Basic Examples¶
Upload to S3 and run COPY command with YAML¶
no compression or splitting
using
~/.aws/credentials
file
import pg8000 # can also be psycopg2
import locopy
create_sql = "CREATE TABLE schema.table (variable VARCHAR(20)) DISTKEY(variable)"
with locopy.Redshift(
dbapi=pg8000,
config_yaml="example.yaml",
profile="aws_profile") as redshift:
redshift.execute(create_sql)
redshift.load_and_copy(
local_file="example_data.csv",
s3_bucket="my_s3_bucket",
table_name="schema.table",
delim=",",
compress=False)
redshift.execute("SELECT * FROM schema.table")

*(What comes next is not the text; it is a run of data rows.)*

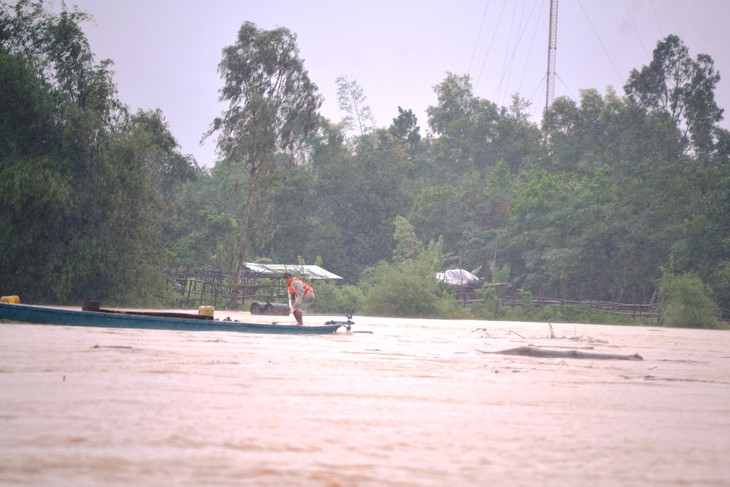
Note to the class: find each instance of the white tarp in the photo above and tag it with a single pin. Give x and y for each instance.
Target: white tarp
(307, 271)
(457, 277)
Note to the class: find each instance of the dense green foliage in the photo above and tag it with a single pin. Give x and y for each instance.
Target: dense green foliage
(591, 205)
(85, 187)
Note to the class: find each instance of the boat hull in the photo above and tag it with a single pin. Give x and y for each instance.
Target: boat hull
(21, 313)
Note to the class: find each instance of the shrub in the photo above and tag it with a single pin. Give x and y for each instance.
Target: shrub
(686, 302)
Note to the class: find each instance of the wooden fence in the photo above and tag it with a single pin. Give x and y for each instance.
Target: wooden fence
(196, 287)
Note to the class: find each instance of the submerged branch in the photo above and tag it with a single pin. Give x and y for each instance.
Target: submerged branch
(546, 353)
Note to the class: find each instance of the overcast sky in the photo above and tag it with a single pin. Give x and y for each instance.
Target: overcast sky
(166, 52)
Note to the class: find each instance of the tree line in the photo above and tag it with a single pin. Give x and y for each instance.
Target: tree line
(612, 197)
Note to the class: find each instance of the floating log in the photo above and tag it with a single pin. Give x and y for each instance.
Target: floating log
(547, 353)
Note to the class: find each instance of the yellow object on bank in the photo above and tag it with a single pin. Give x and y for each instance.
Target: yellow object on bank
(205, 311)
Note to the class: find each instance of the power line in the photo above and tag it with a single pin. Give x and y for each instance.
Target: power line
(481, 70)
(603, 46)
(636, 29)
(479, 34)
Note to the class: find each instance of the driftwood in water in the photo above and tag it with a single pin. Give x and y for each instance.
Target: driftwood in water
(546, 353)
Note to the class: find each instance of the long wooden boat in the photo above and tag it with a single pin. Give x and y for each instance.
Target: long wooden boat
(22, 313)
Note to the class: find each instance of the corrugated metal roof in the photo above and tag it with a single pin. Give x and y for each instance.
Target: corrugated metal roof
(308, 271)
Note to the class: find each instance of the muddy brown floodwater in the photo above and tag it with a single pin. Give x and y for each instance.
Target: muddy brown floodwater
(414, 403)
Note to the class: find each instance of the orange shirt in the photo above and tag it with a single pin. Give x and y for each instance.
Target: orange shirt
(306, 287)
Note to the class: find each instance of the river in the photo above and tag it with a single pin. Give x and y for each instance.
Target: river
(399, 402)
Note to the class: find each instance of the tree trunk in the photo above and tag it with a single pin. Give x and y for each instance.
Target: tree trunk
(243, 247)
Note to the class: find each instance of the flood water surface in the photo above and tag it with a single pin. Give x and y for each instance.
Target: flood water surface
(413, 402)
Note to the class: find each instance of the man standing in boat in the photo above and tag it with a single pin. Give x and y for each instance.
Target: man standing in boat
(302, 295)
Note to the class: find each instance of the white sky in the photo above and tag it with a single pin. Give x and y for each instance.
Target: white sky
(166, 52)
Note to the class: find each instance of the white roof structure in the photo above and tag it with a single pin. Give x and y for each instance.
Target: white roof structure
(276, 270)
(457, 277)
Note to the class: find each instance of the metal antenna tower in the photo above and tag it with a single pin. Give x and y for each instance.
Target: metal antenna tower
(552, 48)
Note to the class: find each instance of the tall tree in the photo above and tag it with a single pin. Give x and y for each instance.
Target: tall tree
(272, 106)
(682, 89)
(352, 101)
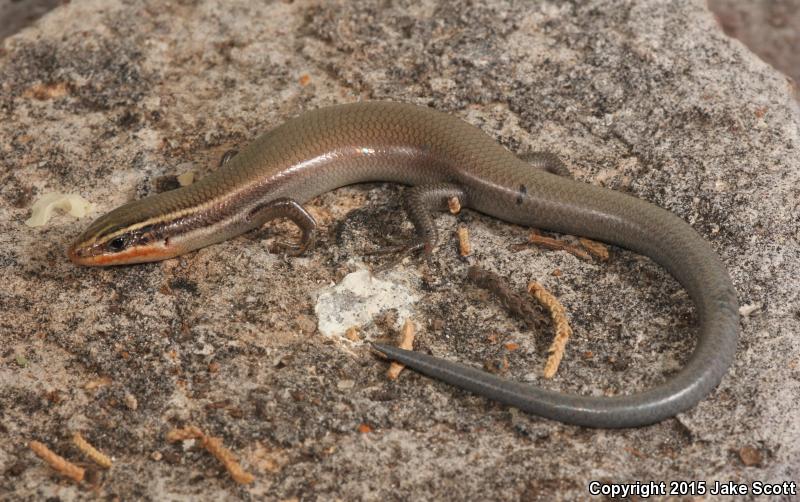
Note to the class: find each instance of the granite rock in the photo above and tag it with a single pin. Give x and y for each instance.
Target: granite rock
(107, 98)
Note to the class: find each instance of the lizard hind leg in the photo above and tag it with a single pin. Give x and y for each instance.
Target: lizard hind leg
(294, 211)
(419, 203)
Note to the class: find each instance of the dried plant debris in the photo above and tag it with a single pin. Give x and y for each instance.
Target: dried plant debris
(57, 462)
(407, 343)
(214, 446)
(562, 328)
(90, 451)
(520, 306)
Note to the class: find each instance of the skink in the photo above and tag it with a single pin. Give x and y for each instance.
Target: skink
(441, 157)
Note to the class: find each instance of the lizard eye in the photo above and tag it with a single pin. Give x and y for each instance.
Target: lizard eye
(117, 244)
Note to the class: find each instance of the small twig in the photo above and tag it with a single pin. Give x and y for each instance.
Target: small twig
(407, 343)
(454, 205)
(57, 462)
(214, 446)
(563, 331)
(464, 247)
(352, 334)
(598, 249)
(555, 244)
(517, 304)
(90, 451)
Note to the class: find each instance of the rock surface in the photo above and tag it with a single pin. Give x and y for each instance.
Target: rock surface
(109, 99)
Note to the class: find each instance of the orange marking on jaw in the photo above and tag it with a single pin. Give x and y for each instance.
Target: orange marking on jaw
(133, 255)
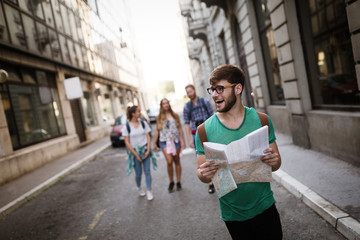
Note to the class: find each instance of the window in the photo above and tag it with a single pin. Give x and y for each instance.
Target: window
(329, 58)
(271, 62)
(87, 102)
(223, 48)
(32, 106)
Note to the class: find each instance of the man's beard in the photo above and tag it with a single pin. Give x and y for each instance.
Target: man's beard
(229, 103)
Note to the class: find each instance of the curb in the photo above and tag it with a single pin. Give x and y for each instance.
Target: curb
(340, 220)
(38, 189)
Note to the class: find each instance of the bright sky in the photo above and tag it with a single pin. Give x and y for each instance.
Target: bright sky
(161, 42)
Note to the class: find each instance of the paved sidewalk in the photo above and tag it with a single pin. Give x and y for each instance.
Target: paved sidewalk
(329, 186)
(23, 189)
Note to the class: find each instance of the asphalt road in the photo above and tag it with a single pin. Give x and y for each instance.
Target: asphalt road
(99, 201)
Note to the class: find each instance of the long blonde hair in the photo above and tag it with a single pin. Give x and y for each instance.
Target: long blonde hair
(161, 118)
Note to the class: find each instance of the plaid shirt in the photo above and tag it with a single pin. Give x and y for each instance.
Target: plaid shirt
(199, 113)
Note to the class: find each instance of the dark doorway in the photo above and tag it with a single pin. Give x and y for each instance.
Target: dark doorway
(78, 119)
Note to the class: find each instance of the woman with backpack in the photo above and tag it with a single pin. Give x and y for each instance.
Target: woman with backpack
(171, 138)
(137, 139)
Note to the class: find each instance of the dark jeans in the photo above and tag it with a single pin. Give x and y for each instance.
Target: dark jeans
(266, 225)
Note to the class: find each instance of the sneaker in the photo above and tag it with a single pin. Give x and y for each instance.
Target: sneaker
(178, 186)
(211, 188)
(149, 195)
(141, 192)
(171, 187)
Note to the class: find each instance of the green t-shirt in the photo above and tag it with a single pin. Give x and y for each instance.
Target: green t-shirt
(249, 199)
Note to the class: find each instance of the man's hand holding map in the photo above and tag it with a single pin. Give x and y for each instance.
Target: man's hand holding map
(239, 161)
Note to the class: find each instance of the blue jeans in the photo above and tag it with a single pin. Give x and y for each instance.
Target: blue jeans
(193, 135)
(138, 172)
(163, 145)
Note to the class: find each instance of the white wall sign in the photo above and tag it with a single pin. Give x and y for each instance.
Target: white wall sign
(73, 88)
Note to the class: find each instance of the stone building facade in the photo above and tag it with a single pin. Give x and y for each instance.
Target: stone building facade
(45, 43)
(301, 60)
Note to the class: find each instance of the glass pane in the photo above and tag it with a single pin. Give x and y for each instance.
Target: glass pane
(30, 33)
(314, 23)
(72, 52)
(37, 6)
(335, 78)
(45, 113)
(87, 104)
(79, 29)
(64, 14)
(3, 29)
(330, 13)
(10, 119)
(43, 40)
(57, 13)
(23, 106)
(26, 6)
(48, 14)
(322, 21)
(28, 76)
(41, 78)
(64, 49)
(79, 55)
(13, 74)
(15, 27)
(58, 112)
(312, 6)
(85, 58)
(73, 26)
(55, 45)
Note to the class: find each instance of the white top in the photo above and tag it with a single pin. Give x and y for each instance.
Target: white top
(169, 131)
(137, 134)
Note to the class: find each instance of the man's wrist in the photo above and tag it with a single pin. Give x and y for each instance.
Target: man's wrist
(202, 178)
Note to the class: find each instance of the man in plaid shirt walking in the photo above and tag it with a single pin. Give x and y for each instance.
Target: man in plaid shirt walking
(196, 111)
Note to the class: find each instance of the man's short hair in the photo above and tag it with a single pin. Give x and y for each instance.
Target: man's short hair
(231, 73)
(190, 85)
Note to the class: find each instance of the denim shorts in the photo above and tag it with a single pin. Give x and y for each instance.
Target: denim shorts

res = redshift.cursor.fetchall()
print(res)
Upload to S3 and run COPY command without YAML¶
Identical to the above code, but we would explicitly pass the connection details in the Redshift
constructor vs. the YAML
with locopy.Redshift(
dbapi=pg8000,
host="my.redshift.cluster.com",
port=5439,
database="db",
user="userid",
password="password",
profile="aws_profile") as redshift:
...
AWS tokens as environment variables¶
If you would rather provide your AWS tokens via environment variables vs. using a profile from
~/.aws/credentials
, you can do something as follows:
export AWS_ACCESS_KEY_ID=MY_ACCESS_KEY_ID
export AWS_SECRET_ACCESS_KEY=MY_SECRET_ACCESS_KEY
export AWS_SESSION_TOKEN=MY_SESSION_TOKEN
Extra parameters on the COPY job¶
As per the AWS documentation here,
there may be times when you want to tweak the options used by the COPY
job if you have some
oddities in your data. Locopy assigns a few options by default (DATEFORMAT 'auto'
,
COMPUPDATE ON
, and TRUNCATECOLUMNS
). If you want to specify other options, or override these
three, you can pass in a list of strings which will tweak your load:
redshift.load_and_copy(local_file="example_data.csv",
s3_bucket="my_s3_bucket",
table_name="schema.table",
delim=",",
copy_options=["NULL AS 'NULL'", "ESCAPE"])